The authors calculated that higher α-tocopherol and cis-β-carotene serum concentrations in the children was associated with reduced probability of being overweight or obese. In fact high concentrations of these antioxidants decreased the odds of being overweight by 40 % and being obese by 60 %. Interestingly having higher serum retinol concentrations was associated with an increased probability of being overweight or obese buy 2 and 3-fold, respectively. It has been suggested that the lower levels of certain nutrients in the obese may relate to the increased oxidative stress seen in such individuals. Adipose tissue accumulation when excessive can lead to the influx of macrophages and an immune response that increases systemic inflammation. This increase in inflammation then in turn causes increases in systemic oxidative stress. It is hypothesised that the higher levels of oxidative stress in the obese, may over time, deplete the individual of antioxidants, reducing plasma levels.

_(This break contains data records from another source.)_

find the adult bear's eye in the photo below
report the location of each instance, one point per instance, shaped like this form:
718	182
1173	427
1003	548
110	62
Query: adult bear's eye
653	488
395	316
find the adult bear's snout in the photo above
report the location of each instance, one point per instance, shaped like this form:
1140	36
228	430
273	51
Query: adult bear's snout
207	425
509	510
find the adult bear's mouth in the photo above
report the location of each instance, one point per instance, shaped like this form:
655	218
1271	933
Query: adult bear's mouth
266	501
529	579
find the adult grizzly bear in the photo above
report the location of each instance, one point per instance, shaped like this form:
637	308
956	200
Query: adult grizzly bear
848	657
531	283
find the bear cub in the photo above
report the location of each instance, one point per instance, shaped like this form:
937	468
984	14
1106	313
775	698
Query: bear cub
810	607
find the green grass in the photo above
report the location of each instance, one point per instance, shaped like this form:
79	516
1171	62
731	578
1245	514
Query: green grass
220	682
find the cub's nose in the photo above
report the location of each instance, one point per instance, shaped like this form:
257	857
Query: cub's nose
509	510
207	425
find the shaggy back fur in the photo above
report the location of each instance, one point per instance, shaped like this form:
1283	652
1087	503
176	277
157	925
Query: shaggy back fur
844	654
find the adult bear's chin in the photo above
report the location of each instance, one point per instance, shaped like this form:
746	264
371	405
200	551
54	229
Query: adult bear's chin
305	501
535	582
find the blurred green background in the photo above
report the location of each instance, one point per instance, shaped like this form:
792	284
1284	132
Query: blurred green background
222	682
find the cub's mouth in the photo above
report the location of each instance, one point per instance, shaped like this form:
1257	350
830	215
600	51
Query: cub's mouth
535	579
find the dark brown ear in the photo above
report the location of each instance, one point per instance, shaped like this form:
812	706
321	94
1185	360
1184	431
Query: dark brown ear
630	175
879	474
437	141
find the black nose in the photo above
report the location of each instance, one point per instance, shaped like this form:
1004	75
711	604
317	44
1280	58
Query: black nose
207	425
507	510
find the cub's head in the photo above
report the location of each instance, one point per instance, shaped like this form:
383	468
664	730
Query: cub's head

Therefore being obese could deplete the body of antioxidants in a similar way to smoking. For example, the antioxidant capacity of the lungs of smokers becomes depleted through chronic exposure to the free radicals in cigarette smoke. However, there could be other alternatives that explains the low plasma concentrations of antioxidants in the obese. For example, it has been suggested that the additional fat mass of the overweight may be able to sequester fat soluble nutrients thus reducing plasma levels. Some evidence does support the sequestration of vitamin D in adipose tissue (here), and as both carotenoids and vitamin E are fat soluble they could similarly be sequestered in adipose tissue (here). However, retinol is also fat soluble and yet plasma levels were increased in the children. Low antioxidant plasma levels may also be markers for poor diet, which is a known cause of weight gain and is also low in plant foods. In other words eating poor quality foods makes you fat and also provides few plant derived antioxidants.
However, it is interesting to speculate as to whether antioxidants are able to cause weight loss. Evidence is starting to emerge that the polyphenol group of antioxidants have have beneficial weight loss effects. For example, green tea has particular weight loss effects, and it is often assumed this is due to the caffeine that it contains. However the catechin (flavan-3-ol) polyphenols in green tea may contribute significantly to these effects (here). It is unclear how polyphenols can cause weight loss, but one suggestion is that they inhibit starch digesting enzymes in the gut and therefore have the ability to slow the digestion rates of starch and thus decrease the rate that glucose is absorbed (here). This may then allow better control over blood sugar and provide insulin sensitising effects. Additionally, the antioxidants may have direct effects on the insulin receptors (here), protecting them from oxidative damage. Blueberries have been particularly well studied with regard their beneficial glycaemic effects (here).